Cooper University Health Care’s Innovation Center and DigiCARE Realized have signed a partnership agreement to test an artificial intelligence-powered technology designed to identify undiagnosed cases of early-stage Alzheimer’s disease and related dementias.
DigiCARE Realized is a virtual-first company with headquarters in Old Bridge that commercializes evidence-based solutions for modernizing care for complex brain diseases like Alzheimer’s disease and related dementias.
“We are excited to work collaboratively with DigiCARE Realized to further study and develop this technology, which has the potential to change the way we detect and treat Alzheimer’s disease and other related conditions earlier in their course,” Bethann Mercanti, director of clinical operations at the Cooper Neurological Institute, who will serve as principal investigator for the project at Cooper, said. “As a leading academic health system and the region’s most-advanced program for treating neurological conditions, Cooper is proud to be on the forefront of advancing technology that may revolutionize Alzheimer’s disease diagnosis and treatment.”
Researchers and clinicians from Cooper’s Neurological Institute will work with DigiCARE Realized’s team to implement this innovative approach to standardize routine brain care and improve patient outcomes.
The company’s machine-learning technology is deployed through the hospital’s electronic health records system. The AI technology processes routinely collected data, both structured and unstructured. This technology has demonstrated the ability to review high volumes of patient health records in hours versus what would take clinicians days to review.
“Early detection is a key step in timely and accurate diagnosis so that patients can get emerging treatments and early-stage interventions,” Brittany Cassin, DigiCARE Realized CEO, said. “This is an exciting and critical time in Alzheimer’s treatment, given recent FDA-approved treatments and encouraging pipeline products. This partnership demonstrates our collective commitment to modernizing care in brain health for all patients, especially where we know there is higher risk of Alzheimer’s disease in communities of color.”
Last year, Cassin was a finalist in the first-ever National Institute of Aging Startup Challenge that focused on fostering diversity and innovation in treating aging conditions.

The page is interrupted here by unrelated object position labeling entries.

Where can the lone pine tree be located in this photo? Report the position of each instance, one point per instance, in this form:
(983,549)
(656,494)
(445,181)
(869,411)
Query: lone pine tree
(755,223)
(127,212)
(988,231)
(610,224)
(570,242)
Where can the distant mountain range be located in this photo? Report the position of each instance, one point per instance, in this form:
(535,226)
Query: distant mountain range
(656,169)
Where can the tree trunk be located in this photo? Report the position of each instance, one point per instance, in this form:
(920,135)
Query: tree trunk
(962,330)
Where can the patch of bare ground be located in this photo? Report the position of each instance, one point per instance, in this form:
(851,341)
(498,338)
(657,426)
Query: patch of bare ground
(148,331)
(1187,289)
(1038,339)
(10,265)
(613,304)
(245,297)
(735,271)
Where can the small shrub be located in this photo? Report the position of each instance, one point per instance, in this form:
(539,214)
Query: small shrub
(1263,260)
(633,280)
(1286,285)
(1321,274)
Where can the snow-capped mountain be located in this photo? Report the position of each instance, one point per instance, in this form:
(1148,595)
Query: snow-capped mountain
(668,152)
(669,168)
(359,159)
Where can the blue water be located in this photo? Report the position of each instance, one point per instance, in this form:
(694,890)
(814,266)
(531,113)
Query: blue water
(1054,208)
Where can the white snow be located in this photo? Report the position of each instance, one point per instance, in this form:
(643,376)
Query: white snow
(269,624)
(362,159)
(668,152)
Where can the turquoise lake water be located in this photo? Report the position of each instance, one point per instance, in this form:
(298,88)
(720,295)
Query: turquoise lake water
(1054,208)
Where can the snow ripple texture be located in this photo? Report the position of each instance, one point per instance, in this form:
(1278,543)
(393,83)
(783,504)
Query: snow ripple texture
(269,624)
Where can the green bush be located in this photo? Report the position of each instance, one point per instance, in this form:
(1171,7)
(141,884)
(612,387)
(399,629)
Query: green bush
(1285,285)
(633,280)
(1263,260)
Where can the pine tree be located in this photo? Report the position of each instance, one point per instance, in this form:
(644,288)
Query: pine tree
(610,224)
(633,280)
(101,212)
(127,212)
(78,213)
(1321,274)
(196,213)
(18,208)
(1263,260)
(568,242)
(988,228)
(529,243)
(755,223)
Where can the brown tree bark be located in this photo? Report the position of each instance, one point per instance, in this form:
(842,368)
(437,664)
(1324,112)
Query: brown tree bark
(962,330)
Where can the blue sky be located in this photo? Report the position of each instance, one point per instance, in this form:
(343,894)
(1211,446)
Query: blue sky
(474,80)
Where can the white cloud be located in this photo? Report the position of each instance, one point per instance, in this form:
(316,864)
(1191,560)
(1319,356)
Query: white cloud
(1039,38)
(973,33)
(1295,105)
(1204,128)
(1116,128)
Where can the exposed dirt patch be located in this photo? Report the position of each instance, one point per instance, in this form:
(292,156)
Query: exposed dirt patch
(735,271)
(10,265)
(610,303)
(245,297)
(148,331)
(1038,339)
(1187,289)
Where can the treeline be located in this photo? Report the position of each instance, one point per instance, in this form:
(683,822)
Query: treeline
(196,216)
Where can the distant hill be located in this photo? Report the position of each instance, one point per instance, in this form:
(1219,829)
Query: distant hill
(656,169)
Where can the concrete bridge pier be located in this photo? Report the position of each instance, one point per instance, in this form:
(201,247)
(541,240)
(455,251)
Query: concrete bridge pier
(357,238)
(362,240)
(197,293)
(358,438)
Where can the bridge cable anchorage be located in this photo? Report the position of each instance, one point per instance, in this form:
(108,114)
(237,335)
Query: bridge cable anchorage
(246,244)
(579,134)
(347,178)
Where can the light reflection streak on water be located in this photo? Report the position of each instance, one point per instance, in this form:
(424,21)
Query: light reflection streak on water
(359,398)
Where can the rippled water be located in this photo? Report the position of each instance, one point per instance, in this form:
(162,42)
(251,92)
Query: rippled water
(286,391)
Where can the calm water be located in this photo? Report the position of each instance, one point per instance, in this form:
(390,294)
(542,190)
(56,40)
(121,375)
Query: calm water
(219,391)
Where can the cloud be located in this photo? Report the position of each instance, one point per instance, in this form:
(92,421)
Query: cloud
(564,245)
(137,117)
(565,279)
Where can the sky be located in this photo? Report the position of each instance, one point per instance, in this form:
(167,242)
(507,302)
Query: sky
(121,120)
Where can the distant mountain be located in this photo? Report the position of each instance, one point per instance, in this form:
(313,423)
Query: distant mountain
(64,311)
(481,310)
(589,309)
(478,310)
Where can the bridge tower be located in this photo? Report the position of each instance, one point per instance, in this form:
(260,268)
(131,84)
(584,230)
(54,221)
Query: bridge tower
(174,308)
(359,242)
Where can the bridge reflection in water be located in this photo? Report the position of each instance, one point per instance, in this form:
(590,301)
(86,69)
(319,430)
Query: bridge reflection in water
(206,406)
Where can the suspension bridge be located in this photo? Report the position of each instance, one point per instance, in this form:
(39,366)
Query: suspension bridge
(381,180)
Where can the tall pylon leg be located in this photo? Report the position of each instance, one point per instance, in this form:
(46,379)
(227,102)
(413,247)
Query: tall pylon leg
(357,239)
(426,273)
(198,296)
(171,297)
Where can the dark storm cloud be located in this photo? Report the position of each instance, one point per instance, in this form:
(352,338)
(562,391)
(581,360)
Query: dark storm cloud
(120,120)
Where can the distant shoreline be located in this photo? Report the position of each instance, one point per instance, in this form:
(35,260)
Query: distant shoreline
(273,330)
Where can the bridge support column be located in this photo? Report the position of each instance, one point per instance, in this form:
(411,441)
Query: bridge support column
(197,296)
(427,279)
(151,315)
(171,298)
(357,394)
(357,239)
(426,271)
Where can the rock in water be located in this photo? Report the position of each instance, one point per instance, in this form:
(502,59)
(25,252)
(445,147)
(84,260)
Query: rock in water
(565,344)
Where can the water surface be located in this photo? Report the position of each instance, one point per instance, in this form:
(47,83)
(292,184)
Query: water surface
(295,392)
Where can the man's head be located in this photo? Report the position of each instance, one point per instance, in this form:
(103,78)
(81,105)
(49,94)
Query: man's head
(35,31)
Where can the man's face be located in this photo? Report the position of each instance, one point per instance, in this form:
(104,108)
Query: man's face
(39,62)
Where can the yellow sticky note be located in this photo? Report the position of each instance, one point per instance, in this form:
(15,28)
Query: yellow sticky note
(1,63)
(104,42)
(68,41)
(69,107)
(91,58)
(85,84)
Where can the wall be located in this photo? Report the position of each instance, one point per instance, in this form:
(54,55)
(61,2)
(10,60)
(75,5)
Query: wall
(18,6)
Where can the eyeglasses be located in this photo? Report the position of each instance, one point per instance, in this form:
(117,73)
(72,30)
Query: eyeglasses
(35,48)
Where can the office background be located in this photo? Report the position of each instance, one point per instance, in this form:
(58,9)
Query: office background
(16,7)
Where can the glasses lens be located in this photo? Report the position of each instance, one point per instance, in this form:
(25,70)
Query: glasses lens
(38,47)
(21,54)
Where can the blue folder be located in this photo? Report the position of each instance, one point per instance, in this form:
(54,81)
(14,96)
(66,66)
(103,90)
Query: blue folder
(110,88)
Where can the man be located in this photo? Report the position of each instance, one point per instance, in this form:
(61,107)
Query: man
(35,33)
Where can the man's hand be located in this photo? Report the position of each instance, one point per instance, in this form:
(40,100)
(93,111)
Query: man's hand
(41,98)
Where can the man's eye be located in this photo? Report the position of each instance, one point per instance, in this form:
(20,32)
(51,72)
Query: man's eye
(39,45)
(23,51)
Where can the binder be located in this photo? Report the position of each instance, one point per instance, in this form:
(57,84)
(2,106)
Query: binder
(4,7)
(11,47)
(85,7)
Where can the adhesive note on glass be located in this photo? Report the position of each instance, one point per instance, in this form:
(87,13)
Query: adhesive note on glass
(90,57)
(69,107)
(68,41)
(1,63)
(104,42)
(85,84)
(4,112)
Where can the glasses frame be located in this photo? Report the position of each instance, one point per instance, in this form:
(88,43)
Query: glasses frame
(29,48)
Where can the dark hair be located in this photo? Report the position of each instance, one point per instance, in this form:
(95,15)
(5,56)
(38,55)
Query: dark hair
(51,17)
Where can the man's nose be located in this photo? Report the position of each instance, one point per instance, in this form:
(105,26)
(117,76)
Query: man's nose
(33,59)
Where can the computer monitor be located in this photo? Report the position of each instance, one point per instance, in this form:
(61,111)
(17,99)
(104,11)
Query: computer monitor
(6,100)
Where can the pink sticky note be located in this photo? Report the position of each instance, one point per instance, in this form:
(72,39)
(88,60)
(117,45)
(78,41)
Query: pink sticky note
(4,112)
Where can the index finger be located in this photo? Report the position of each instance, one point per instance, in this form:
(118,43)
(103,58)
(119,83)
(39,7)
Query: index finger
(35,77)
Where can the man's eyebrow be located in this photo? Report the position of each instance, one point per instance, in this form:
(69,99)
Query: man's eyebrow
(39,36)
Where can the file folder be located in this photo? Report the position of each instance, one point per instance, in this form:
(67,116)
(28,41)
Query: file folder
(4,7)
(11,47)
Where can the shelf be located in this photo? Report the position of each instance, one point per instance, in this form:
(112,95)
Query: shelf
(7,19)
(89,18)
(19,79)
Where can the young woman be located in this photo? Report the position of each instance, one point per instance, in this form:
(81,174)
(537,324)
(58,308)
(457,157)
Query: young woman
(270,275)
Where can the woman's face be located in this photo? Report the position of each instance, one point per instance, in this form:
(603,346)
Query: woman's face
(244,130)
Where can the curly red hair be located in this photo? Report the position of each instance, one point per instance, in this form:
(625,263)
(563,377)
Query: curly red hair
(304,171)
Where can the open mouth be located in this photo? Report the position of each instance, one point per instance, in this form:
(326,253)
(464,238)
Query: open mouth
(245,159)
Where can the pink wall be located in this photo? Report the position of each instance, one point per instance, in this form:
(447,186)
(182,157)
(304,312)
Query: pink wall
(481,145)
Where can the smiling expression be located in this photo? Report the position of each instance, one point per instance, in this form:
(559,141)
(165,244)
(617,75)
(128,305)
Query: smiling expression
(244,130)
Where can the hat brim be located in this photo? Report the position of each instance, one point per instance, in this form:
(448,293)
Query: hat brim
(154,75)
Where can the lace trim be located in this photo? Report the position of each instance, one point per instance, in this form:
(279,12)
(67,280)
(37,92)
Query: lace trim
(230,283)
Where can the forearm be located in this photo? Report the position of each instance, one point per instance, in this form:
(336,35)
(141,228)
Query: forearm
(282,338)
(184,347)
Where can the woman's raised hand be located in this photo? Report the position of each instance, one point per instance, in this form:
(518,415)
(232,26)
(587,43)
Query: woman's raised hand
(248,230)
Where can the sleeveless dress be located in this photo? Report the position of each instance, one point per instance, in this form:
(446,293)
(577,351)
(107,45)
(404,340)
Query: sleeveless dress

The DigiCARE Realized technology detects patients with undiagnosed Alzheimer’s disease and related forms of dementia, such as Lewy body dementia and frontotemporal dementia, with nearly 80% performance accuracy for an approximately three-year prediction horizon.

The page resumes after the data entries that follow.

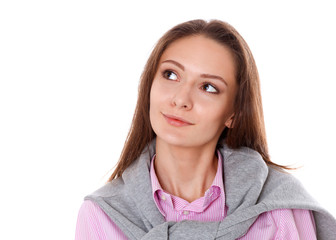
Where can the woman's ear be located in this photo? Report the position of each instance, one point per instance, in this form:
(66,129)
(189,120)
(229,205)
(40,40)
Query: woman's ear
(228,122)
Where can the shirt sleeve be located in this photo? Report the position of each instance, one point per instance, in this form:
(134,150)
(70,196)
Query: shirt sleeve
(94,224)
(283,224)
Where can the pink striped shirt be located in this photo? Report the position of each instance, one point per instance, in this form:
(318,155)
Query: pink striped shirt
(289,224)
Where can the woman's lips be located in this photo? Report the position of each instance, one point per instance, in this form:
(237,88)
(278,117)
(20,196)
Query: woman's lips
(176,121)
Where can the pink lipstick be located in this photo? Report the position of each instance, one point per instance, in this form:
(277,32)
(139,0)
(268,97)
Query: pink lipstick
(176,121)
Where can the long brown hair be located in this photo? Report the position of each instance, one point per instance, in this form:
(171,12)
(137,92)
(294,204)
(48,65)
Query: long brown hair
(248,119)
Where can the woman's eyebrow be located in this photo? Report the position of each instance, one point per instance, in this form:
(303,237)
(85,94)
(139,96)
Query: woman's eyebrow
(204,75)
(176,63)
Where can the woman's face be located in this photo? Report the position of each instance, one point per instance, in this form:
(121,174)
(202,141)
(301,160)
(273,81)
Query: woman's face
(192,95)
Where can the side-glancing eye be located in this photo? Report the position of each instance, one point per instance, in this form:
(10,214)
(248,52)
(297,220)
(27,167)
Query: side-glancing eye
(209,88)
(170,75)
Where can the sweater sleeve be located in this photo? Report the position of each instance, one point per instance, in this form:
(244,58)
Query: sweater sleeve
(94,224)
(294,224)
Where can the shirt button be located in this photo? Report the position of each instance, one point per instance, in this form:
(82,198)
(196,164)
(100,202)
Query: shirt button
(163,197)
(185,212)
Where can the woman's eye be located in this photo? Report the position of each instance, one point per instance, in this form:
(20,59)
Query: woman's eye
(209,88)
(170,75)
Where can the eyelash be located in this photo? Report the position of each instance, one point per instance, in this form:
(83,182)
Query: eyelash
(202,87)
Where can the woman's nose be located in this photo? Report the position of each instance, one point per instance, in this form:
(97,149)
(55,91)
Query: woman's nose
(182,97)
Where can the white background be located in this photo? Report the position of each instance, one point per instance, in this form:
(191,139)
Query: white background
(69,73)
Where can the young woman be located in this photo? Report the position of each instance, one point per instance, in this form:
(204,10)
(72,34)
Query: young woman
(195,164)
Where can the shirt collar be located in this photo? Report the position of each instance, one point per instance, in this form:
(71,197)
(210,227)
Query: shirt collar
(216,186)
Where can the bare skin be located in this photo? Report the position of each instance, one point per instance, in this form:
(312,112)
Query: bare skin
(191,104)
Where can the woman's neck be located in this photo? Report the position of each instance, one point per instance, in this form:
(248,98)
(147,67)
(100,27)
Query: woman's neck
(185,172)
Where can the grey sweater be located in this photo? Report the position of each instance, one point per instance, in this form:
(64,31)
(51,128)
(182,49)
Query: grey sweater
(251,188)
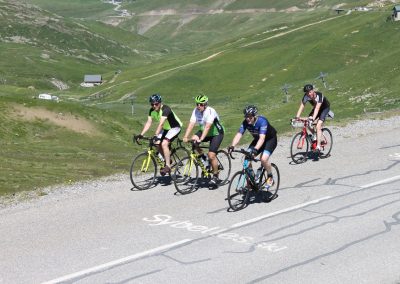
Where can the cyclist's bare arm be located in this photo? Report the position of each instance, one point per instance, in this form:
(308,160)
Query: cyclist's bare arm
(260,141)
(147,125)
(205,131)
(236,139)
(316,110)
(160,125)
(301,108)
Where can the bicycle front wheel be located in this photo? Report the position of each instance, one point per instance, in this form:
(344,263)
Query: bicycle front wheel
(177,154)
(326,143)
(238,191)
(299,148)
(185,176)
(224,166)
(270,191)
(143,171)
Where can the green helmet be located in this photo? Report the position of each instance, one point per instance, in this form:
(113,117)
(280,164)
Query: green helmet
(201,99)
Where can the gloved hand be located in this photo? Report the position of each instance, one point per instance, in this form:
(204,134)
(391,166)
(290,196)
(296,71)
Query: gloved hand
(253,151)
(155,138)
(136,138)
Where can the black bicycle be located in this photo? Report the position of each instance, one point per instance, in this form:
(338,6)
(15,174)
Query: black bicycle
(246,181)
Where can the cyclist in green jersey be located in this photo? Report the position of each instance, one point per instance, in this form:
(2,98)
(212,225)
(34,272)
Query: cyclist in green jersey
(169,127)
(211,130)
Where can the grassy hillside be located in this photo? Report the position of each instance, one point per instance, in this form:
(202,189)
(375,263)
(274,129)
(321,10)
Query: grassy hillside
(236,59)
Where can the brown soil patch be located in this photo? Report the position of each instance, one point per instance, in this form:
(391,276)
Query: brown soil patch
(69,121)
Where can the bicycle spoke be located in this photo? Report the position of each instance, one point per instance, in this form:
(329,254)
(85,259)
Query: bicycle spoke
(143,171)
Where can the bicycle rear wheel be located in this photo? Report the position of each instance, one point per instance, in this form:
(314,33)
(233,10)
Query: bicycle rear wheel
(224,166)
(238,191)
(185,176)
(270,192)
(299,148)
(326,143)
(143,171)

In the U.S. alone, Alzheimer’s disease currently affects 6.5 million people and over 11 million caregivers. National costs are projected to reach $1 trillion by 2050. Current early detection approaches for Alzheimer’s disease and other forms of cognitive diseases are not standardized or scalable for urban and rural communities. Data also suggest that nearly 50% of patients with Alzheimer’s and other cognitive diseases are undiagnosed. For those that are diagnosed, it can take up to five years of multiple medical visits.

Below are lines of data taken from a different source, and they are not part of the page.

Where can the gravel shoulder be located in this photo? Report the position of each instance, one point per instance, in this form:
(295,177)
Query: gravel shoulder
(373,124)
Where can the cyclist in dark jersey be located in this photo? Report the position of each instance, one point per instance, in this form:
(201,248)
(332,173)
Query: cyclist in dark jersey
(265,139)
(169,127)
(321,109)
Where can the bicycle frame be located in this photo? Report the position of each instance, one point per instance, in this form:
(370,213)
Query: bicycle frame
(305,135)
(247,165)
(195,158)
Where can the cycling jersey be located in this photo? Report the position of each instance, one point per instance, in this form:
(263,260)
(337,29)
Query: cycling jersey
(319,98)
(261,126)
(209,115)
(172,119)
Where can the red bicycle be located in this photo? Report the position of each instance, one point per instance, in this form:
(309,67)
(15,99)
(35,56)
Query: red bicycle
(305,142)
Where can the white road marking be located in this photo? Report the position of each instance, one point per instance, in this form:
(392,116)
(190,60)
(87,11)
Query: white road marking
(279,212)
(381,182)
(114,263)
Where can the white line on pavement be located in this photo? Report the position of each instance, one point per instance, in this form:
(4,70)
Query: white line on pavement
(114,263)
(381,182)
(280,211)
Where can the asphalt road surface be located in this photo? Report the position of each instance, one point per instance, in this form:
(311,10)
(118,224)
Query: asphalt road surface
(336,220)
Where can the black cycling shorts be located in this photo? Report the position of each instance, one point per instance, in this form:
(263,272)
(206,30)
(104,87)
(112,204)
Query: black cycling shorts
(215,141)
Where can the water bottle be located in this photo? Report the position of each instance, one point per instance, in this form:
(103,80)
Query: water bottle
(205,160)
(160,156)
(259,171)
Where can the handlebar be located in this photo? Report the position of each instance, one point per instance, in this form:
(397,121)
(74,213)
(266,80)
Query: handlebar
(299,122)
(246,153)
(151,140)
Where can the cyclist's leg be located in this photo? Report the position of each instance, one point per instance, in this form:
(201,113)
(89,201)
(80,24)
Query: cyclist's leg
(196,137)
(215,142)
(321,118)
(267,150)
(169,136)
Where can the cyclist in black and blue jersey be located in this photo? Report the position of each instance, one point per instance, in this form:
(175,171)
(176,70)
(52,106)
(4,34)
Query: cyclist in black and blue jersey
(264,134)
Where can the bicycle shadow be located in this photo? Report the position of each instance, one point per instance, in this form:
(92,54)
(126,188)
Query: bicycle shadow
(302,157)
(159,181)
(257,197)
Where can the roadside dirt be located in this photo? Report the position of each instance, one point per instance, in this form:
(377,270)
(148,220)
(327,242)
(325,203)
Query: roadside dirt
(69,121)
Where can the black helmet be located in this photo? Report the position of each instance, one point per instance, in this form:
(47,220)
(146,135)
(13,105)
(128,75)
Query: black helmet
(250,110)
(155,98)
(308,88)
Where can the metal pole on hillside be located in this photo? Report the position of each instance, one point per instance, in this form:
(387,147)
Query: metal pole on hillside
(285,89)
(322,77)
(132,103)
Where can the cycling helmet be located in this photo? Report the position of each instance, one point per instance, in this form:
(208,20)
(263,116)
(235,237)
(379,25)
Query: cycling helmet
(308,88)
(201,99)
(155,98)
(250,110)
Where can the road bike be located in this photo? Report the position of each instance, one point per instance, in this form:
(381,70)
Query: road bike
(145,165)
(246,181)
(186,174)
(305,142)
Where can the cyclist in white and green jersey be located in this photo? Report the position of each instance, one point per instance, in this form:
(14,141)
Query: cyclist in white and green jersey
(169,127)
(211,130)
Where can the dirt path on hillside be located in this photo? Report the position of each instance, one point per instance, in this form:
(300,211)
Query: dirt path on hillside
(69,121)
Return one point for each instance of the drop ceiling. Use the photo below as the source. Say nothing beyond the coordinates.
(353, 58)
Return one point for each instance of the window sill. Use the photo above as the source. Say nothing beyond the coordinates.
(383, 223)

“The Cooper Innovation Center was founded in 2022 to advance biomedical research and technologies developed by Cooper physicians and researchers and through collaboration with industry,” Neal Lemon, director of the Cooper Innovation Center, said. “We are excited to work with DigiCARE Realized, in further development of this AI technology that addresses a very significant patient need in our aging population.”